Structural Analysis of the Black-Legged Tick Saliva Protein Salp15
, Cecilia Persson 2, Nekane Merino 3, Julen Tomás-Cortazar 3, Adriana L. Rojas 3, Juan Anguita 3 and Francisco J. Blanco 1,*Round 1
Reviewer 1 Report
This paper characterizes Salp5 expressed by a purification method that takes into account disulfide bonds. Especially, the successful refolding of the insoluble cysteine-rich protein produced by the bacterium using redox buffer will be of great value to researchers working with this protein.
However, with the exception of NMR measuments, the characterization in this study was very simple and general, and has little scientific value. In addition, no functional analysis has been done to prove whether the refolded structure is in its natural state or not.
The reduction/oxidization state of cysteine, the most important determinant of this protein structure, was predicted by NMR chemical shifts, but any experimental results for this prediction were not shown in the figures or tables in this paper.
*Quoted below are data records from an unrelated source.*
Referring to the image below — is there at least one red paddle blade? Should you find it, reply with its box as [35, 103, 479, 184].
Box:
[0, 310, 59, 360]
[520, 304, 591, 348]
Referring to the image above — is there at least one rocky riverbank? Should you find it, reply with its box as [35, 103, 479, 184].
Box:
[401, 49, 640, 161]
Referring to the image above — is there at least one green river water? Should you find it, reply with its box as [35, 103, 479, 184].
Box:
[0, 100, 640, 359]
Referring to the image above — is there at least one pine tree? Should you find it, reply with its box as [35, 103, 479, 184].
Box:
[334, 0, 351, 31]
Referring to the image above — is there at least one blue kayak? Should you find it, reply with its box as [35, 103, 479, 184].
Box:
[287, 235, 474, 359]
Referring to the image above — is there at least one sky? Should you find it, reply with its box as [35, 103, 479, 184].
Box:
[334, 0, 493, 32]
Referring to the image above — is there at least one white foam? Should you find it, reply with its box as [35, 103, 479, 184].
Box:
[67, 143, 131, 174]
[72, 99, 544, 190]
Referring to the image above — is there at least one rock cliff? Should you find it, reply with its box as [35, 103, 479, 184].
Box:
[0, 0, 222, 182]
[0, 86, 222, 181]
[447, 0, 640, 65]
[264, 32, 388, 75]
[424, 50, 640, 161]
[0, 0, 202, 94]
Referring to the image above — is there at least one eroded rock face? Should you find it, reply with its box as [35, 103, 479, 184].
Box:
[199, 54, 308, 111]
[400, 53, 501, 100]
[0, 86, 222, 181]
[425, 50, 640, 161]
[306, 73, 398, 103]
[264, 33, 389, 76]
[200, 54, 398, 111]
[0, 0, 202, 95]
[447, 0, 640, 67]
Instead, you used the results of structure prediction by AlphaFold to predict the position of disulfide bonds. Certainly, the prediction accuracy of AlphaFold is quite high, but the experimental evidence should be trusted more, and the positions of disulfide bonds should be demonstrated by experimental results such as mass spectrometry or structural analysis by NMR.
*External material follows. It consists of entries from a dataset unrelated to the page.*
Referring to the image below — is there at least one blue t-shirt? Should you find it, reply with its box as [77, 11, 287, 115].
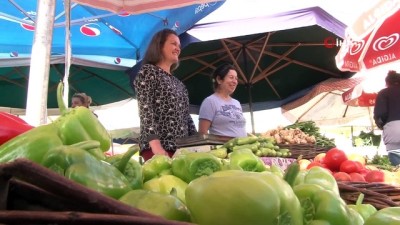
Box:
[199, 94, 247, 137]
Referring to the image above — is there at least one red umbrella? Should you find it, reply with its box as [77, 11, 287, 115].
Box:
[336, 0, 400, 72]
[72, 0, 221, 14]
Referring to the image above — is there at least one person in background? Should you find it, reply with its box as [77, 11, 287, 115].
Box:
[199, 64, 247, 137]
[134, 29, 197, 160]
[71, 93, 92, 108]
[374, 71, 400, 166]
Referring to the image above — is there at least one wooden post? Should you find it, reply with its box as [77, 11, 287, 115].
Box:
[26, 0, 56, 126]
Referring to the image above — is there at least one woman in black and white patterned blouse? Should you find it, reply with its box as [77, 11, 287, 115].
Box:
[134, 29, 196, 160]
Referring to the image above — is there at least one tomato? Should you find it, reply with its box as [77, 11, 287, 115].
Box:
[339, 160, 364, 174]
[324, 148, 347, 171]
[349, 173, 365, 182]
[333, 172, 351, 181]
[347, 153, 367, 166]
[365, 170, 385, 182]
[307, 161, 325, 169]
[314, 152, 326, 163]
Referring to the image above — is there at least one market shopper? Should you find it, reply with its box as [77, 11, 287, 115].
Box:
[374, 71, 400, 166]
[199, 64, 247, 137]
[134, 29, 197, 160]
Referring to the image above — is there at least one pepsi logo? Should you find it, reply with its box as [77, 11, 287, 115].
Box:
[118, 12, 131, 17]
[80, 23, 101, 37]
[10, 52, 18, 58]
[372, 33, 399, 51]
[19, 17, 35, 31]
[349, 40, 365, 55]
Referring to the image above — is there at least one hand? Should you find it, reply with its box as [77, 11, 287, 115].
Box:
[152, 148, 169, 156]
[149, 140, 169, 156]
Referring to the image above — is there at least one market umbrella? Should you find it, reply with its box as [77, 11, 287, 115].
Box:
[0, 0, 223, 108]
[73, 0, 222, 14]
[0, 0, 223, 66]
[281, 77, 374, 126]
[336, 0, 400, 72]
[175, 7, 353, 113]
[0, 59, 133, 109]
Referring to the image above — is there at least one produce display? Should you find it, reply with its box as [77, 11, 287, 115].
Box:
[217, 136, 291, 158]
[0, 83, 400, 225]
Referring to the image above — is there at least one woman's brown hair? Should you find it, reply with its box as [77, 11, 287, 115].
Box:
[143, 29, 179, 72]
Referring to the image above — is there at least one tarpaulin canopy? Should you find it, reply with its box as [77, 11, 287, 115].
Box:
[175, 7, 353, 112]
[0, 0, 223, 108]
[282, 77, 374, 126]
You described that the predicted structure of Salp5 by AlphaFold is similar to type 1 cystatin from the helmint parasite Fasciola hepatica, but the structure comparison is not shown in the paper, although the RMSD values are described. It would be more helpful to compare the structure between Salp5 and cystatin in Figure 3.
Author Response
We have included a new table (Table 1) with the 13C chemical shifts of the seven cysteines of Salp15. The combined 13Calfa and 13Cbeta chemical shift values indicate that only C135 is reduced, in agreement with the AlphaFold model. We agree with the reviewer that experimental evidence should be trusted more than prediction. Regarding the exact pairing of the cysteine side chains in disulfide bridges, we acknowledge in the revised text that this could be achieved by mass spectrometry analysis of Salp15 proteolytic fragments.
We now show in Figure 3 a representation of the crystal structure of the cystatin to illustrate its similarity to the AlphaFold model of Salp15.
Reviewer 2 Report
The manuscript reports the production of the folded residues 23-135 of the Salp15 protein. This sequence was characterized by NMR. Its 3D modeling was done with the tools of the AlphaFold database. Only a qualitative comparison of the experimental data and the modeled structure is possible.
Not being an expert in this field, I cannot appreciate the practical importance of the presented results. However, the title of the manuscript should be appropriate to its content and not mislead the reader. The statement that the article determined the structure of the black-legged tick saliva protein Salp15 is incorrect.
Author Response
The title of the manuscript has been changed to follow the suggestion of the reviewer.
Reviewer 3 Report
The ms is on the structural characterization of protein Salp 15.
The task is not easy, however, different methods e.g. the not trivial NMR measurements and the slightly simplified version of AlphaFold was extremely useful.
The ms (that is rather a communication) is sound and will be suitable for publication in Int. J. Mol. Sci after the following minor revisions:
- The first part of the abstract is perhaps too lengthy. There is no need to give too much details on the role and utility of Salp 15.
- Would not it be possible to show the amino acid sequence for the protein under discussion?
- The conclusion part (summary) is missing. Pls point out the advantages and consequence sof the structure determination.
Author Response
Although perhaps not all the information in the abstract is necessary, it explains the relevance of Salp15, and its length is within the guidelines of the journal. Therefore, we prefer to keep it as it is.
The amino acid sequence of the protein that has been produced and characterized (Salp15 residues 23-135) is shown in Figure 3. The amino acid sequence of the protein including the N-terminal signal sequence can be found in the Uniprot entry Q95WZ4, as indicated in line 221.
A conclusion section has been added, as suggested by the reviewer.
Round 2
Reviewer 1 Report
I appreciate your honesty in responding to my first comment.
One character amino acid name D81-89 in line 134 on page 4 was missing.
The "structural analysis" in the new title is misleading since the structure was predicted but not analyzed in this paper. The term"structural analysis" is generally used to determine 3D structure, therefore it should be changed to a different term.